Fix AuditCustom event not respecting audit.enabled and audit.console

[rrodrigofranco]

Fixes #1016

The RecordCustomAudit listener was not checking the audit.enabled
and audit.console config values before processing custom audit events,
causing audits to be recorded even when auditing was explicitly disabled.

Changes

• Added isAuditingEnabled() to the Contracts\Auditable interface
• Added config check in RecordCustomAudit::handle() to return early
  when auditing is disabled
• Added tests covering both audit.enabled = false and console context
  without audit.console = true

[willpower232]

This is interesting, I wonder if there is actually an issue here

laravel-auditing/src/Auditable.php

Lines 256 to 267 in c516bdf

	public function readyForAuditing(): bool
	{
	if (static::$auditingDisabled || Models\Audit::$auditingGloballyDisabled) {
	return false;
	}
	if ($this->isCustomEvent) {
	return true;
	}
	return $this->isEventAuditable($this->auditEvent);
	}

@erikn69 presumably this needs to check self::isAuditingEnabled() because the other two disabled flags aren't related to the config?

[rrodrigofranco]

@willpower232 Good point. The two flags ($auditingDisabled / $auditingGloballyDisabled) are runtime flags set programmatically (e.g. via withoutAuditing()), while isAuditingEnabled() reflects the config state.

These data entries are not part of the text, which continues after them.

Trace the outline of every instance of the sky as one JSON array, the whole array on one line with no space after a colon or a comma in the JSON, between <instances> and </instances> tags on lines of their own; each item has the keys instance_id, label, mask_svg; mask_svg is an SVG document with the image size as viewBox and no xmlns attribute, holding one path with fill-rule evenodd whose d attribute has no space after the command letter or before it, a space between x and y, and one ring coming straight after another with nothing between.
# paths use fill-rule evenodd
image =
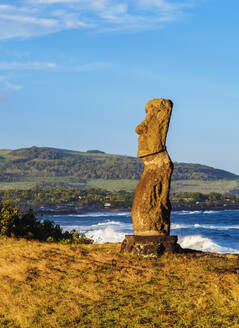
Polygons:
<instances>
[{"instance_id":1,"label":"sky","mask_svg":"<svg viewBox=\"0 0 239 328\"><path fill-rule=\"evenodd\" d=\"M153 98L171 158L239 174L238 0L0 0L0 149L137 155Z\"/></svg>"}]
</instances>

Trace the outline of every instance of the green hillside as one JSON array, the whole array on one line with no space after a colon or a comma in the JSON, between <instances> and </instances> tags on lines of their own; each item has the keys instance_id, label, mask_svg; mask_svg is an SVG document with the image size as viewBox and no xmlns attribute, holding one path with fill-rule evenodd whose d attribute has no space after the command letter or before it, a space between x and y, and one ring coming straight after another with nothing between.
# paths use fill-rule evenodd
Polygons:
<instances>
[{"instance_id":1,"label":"green hillside","mask_svg":"<svg viewBox=\"0 0 239 328\"><path fill-rule=\"evenodd\" d=\"M42 186L133 190L142 172L142 160L99 150L79 152L48 147L0 150L1 189L25 189L39 183ZM175 163L175 191L178 191L177 186L179 191L183 191L184 186L187 191L190 186L193 191L195 188L202 191L205 186L214 190L214 185L236 189L239 176L205 165Z\"/></svg>"}]
</instances>

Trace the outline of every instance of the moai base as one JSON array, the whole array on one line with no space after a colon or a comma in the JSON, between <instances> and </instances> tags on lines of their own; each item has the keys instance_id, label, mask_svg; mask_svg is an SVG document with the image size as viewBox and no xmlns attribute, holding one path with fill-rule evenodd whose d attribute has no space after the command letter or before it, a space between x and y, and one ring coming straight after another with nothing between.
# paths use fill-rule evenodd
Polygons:
<instances>
[{"instance_id":1,"label":"moai base","mask_svg":"<svg viewBox=\"0 0 239 328\"><path fill-rule=\"evenodd\" d=\"M121 244L121 252L134 255L157 257L163 253L178 253L181 247L177 236L135 236L126 235Z\"/></svg>"}]
</instances>

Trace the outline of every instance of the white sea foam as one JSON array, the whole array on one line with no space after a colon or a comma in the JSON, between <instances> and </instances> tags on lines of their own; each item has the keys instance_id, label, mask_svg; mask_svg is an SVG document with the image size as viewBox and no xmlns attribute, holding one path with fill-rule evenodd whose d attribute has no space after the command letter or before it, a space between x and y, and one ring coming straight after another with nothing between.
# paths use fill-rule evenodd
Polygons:
<instances>
[{"instance_id":1,"label":"white sea foam","mask_svg":"<svg viewBox=\"0 0 239 328\"><path fill-rule=\"evenodd\" d=\"M124 233L115 231L112 227L88 231L85 235L86 237L93 239L95 244L120 243L125 236Z\"/></svg>"},{"instance_id":2,"label":"white sea foam","mask_svg":"<svg viewBox=\"0 0 239 328\"><path fill-rule=\"evenodd\" d=\"M191 228L193 225L190 224L180 224L180 223L172 223L171 229L185 229L185 228Z\"/></svg>"},{"instance_id":3,"label":"white sea foam","mask_svg":"<svg viewBox=\"0 0 239 328\"><path fill-rule=\"evenodd\" d=\"M90 217L105 217L105 216L114 216L112 213L105 212L90 212L85 214L69 214L68 216L73 216L77 218L90 218Z\"/></svg>"},{"instance_id":4,"label":"white sea foam","mask_svg":"<svg viewBox=\"0 0 239 328\"><path fill-rule=\"evenodd\" d=\"M116 230L113 226L102 226L102 229L95 230L89 230L89 227L80 227L73 225L65 226L64 228L68 231L74 229L78 230L80 233L85 233L86 237L93 239L95 244L103 244L107 242L119 243L122 242L125 237L125 233ZM191 248L206 252L239 254L239 249L222 247L213 242L210 238L202 237L200 235L179 237L178 243L181 245L182 248Z\"/></svg>"},{"instance_id":5,"label":"white sea foam","mask_svg":"<svg viewBox=\"0 0 239 328\"><path fill-rule=\"evenodd\" d=\"M239 225L209 225L209 224L194 224L195 228L214 229L214 230L231 230L239 229Z\"/></svg>"},{"instance_id":6,"label":"white sea foam","mask_svg":"<svg viewBox=\"0 0 239 328\"><path fill-rule=\"evenodd\" d=\"M209 210L209 211L203 211L203 210L195 210L195 211L172 211L173 214L176 215L192 215L192 214L215 214L215 213L219 213L222 211L213 211L213 210ZM225 212L225 210L223 210L223 212Z\"/></svg>"},{"instance_id":7,"label":"white sea foam","mask_svg":"<svg viewBox=\"0 0 239 328\"><path fill-rule=\"evenodd\" d=\"M221 212L221 211L203 211L204 214L214 214L214 213L218 213L218 212Z\"/></svg>"},{"instance_id":8,"label":"white sea foam","mask_svg":"<svg viewBox=\"0 0 239 328\"><path fill-rule=\"evenodd\" d=\"M239 253L239 247L236 244L236 236L238 236L239 224L238 221L235 221L235 217L237 217L235 215L238 215L239 211L232 212L233 220L230 220L231 215L228 216L225 211L220 212L221 213L219 214L218 219L217 216L215 216L215 218L214 216L210 216L210 214L212 213L219 213L218 211L173 212L171 224L171 229L174 230L173 234L177 234L178 236L180 236L181 233L185 234L185 231L187 231L186 237L179 238L179 243L183 248L192 248L202 251L218 253ZM191 220L191 215L193 214L195 214L195 218L194 220ZM177 222L177 217L179 215L182 215L180 219L181 222ZM55 223L60 224L64 230L77 230L80 233L85 233L88 237L92 238L95 243L105 243L121 242L124 239L125 233L133 234L132 222L131 220L129 220L130 216L130 212L126 211L95 211L78 215L56 215L51 216L51 218L54 218ZM201 219L201 216L203 217L203 219ZM207 216L210 216L210 221L206 221ZM174 217L176 222L174 222ZM220 222L221 217L226 219L225 223ZM195 222L196 218L198 219ZM180 229L182 230L180 231ZM228 231L229 229L233 230ZM222 232L225 231L226 233L217 234L219 238L219 244L217 244L210 238L214 238L215 231L220 230ZM207 233L207 238L203 237L204 232ZM193 233L196 233L197 235L194 236L192 235ZM234 245L232 247L236 247L237 249L232 249L230 248L230 246L221 246L226 241L227 245L230 245L230 240L228 240L229 234L233 241L231 245Z\"/></svg>"},{"instance_id":9,"label":"white sea foam","mask_svg":"<svg viewBox=\"0 0 239 328\"><path fill-rule=\"evenodd\" d=\"M180 223L172 223L171 229L213 229L213 230L231 230L231 229L239 229L239 225L210 225L210 224L180 224Z\"/></svg>"},{"instance_id":10,"label":"white sea foam","mask_svg":"<svg viewBox=\"0 0 239 328\"><path fill-rule=\"evenodd\" d=\"M130 217L131 216L131 212L118 212L118 213L114 213L112 212L112 215L117 215L117 216L127 216L127 217Z\"/></svg>"},{"instance_id":11,"label":"white sea foam","mask_svg":"<svg viewBox=\"0 0 239 328\"><path fill-rule=\"evenodd\" d=\"M105 222L99 222L97 224L93 224L93 225L91 225L91 228L98 227L98 226L105 226L105 225L121 225L121 224L122 224L122 222L107 220Z\"/></svg>"},{"instance_id":12,"label":"white sea foam","mask_svg":"<svg viewBox=\"0 0 239 328\"><path fill-rule=\"evenodd\" d=\"M130 212L88 212L83 214L68 214L67 216L73 216L78 218L90 218L90 217L108 217L108 216L126 216L130 217Z\"/></svg>"},{"instance_id":13,"label":"white sea foam","mask_svg":"<svg viewBox=\"0 0 239 328\"><path fill-rule=\"evenodd\" d=\"M202 214L203 213L203 211L173 211L172 212L173 214L176 214L176 215L187 215L187 214L189 214L189 215L192 215L192 214Z\"/></svg>"},{"instance_id":14,"label":"white sea foam","mask_svg":"<svg viewBox=\"0 0 239 328\"><path fill-rule=\"evenodd\" d=\"M191 248L204 252L239 254L238 249L222 247L213 242L210 238L205 238L200 235L181 237L178 243L182 248Z\"/></svg>"},{"instance_id":15,"label":"white sea foam","mask_svg":"<svg viewBox=\"0 0 239 328\"><path fill-rule=\"evenodd\" d=\"M88 231L86 232L86 237L93 239L95 244L107 242L119 243L123 241L125 234L116 231L112 227L106 227L105 229ZM239 254L238 249L222 247L213 242L210 238L205 238L200 235L181 237L178 242L182 248L191 248L205 252Z\"/></svg>"},{"instance_id":16,"label":"white sea foam","mask_svg":"<svg viewBox=\"0 0 239 328\"><path fill-rule=\"evenodd\" d=\"M188 211L172 211L171 213L175 215L185 215L188 213Z\"/></svg>"},{"instance_id":17,"label":"white sea foam","mask_svg":"<svg viewBox=\"0 0 239 328\"><path fill-rule=\"evenodd\" d=\"M119 221L110 221L107 220L105 222L99 222L96 224L91 224L91 225L80 225L80 224L75 224L75 225L61 225L64 231L72 231L72 230L77 230L80 233L86 233L86 232L93 232L93 231L98 231L100 230L105 230L107 228L112 228L117 231L128 231L133 233L133 225L132 223L124 223L124 222L119 222Z\"/></svg>"},{"instance_id":18,"label":"white sea foam","mask_svg":"<svg viewBox=\"0 0 239 328\"><path fill-rule=\"evenodd\" d=\"M213 229L213 230L231 230L239 229L239 225L210 225L210 224L194 224L194 228Z\"/></svg>"}]
</instances>

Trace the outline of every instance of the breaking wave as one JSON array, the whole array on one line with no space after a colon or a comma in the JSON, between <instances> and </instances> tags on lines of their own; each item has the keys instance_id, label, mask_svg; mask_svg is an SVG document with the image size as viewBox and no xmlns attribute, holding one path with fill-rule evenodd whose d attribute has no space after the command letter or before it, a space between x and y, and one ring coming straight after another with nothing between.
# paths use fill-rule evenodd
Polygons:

For regular auditing, the config check happens at boot time in bootAuditable(), the observer simply isn't registered if auditing is disabled, so readyForAuditing() is never reached.

For custom events there was no equivalent gate, which is exactly the bug this PR fixes, by checking isAuditingEnabled() in the listener before calling Auditor::execute().

Adding isAuditingEnabled() inside readyForAuditing() would provide defense-in-depth (e.g. if someone calls Auditor::execute() directly), but it would also change the semantics of that method beyond its current responsibility. Happy to add it if the maintainers think that's the right place.

[erikn69]

presumably this needs to check self::isAuditingEnabled() because the other two disabled flags aren't related to the config?

As I recall, that method was only for boot; it shouldn't be used at runtime. For runtime, there are $auditingDisabled and $auditingGloballyDisabled.

I can see the problem, but it would also happen in regular audits, since the event is being triggered manually.

Event::dispatch(new \OwenIt\Auditing\Events\DispatchAudit($article));

I think it needs a different approach, this has never been tested and apparently has always been present

[rrodrigofranco]

@erikn69 you're right, the same issue exists for DispatchAudit when dispatched manually. The root cause is that readyForAuditing() doesn't check the config, it only checks the runtime flags.

Would the preferred fix be to add the config check inside readyForAuditing() itself? Something like:

public function readyForAuditing(): bool
{
    if (static::$auditingDisabled || Models\Audit::$auditingGloballyDisabled) {
        return false;
    }

    if (App::runningInConsole() && ! Config::get('audit.console', false)) {
        return false;
    }

    if (! Config::get('audit.enabled', true)) {
        return false;
    }
    // ...
}

That would fix both AuditCustom and DispatchAudit in a single place, rather than patching each listener individually.

[erikn69]

As I recall, that method was only for boot; it shouldn't be used at runtime

Try #1050

[rrodrigofranco]

@erikn69 Thanks for the guidance and for opening #1050 with an alternative approach. I'll close this PR in favor of yours.